WASHINGTON -- A series of terrorist attacks Thursday on London's transit system could spark a fight next week over how much the federal government spends on rail and mass-transit security.
Sen. Chuck Schumer, D-N.Y., said he would seek next week to double the amount of funding allocated in fiscal 2006 to rail security and mass-transit security, including subways and buses.
The amendment to the annual homeland-security spending bill would double the $100 million currently proposed for both mass transit and rail security, allocating $100 million for each. It would also double funding for bus security improvements to $20 million. Fiscal 2006 begins Oct. 1.

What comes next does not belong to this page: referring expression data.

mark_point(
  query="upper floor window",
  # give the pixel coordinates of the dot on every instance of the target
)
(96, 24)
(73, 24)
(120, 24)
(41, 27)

"It is clear that we're not doing close to enough and must do more. The soft underbelly of buses and subways and railroads are fully exposed to similar terrorist attacks unless we take real steps to beef up mass transit security immediately," Schumer said, in a written statement.
But Homeland Security Secretary Michael Chertoff said his agency had completed a review of security needs and would be coming out soon with policy proposals of its own.
"I wouldn't make a policy decision driven by a single event," Chertoff said at a news conference. "I think our priority here is to get to the bottom of this, make sure we understand what the dimensions of this set of acts are, who perpetrated them, determine whether there are any lessons in intelligence that we're going to gain from this, and then move forward."
Democrats, including Schumer, have long pushed for increased funding for rail and bus security.
Some security-related stocks, including shares of transit-related surveillance equipment rallied sharply on Thursday. See full story.
The Department of Homeland Security raised the threat alert level for all public transit systems to high, or code orange, from elevated, or yellow. The alert covers regional and inter-city passenger rail, subways and bus systems. See full story.
Chertoff said the U.S. transit system remains safe, but said the call for extra vigilance was prudent in the wake of the London attacks.
"We feel that, at least in the short term, we should raise the level here because, obviously, we're concerned about the possibility of a copycat attack," he said.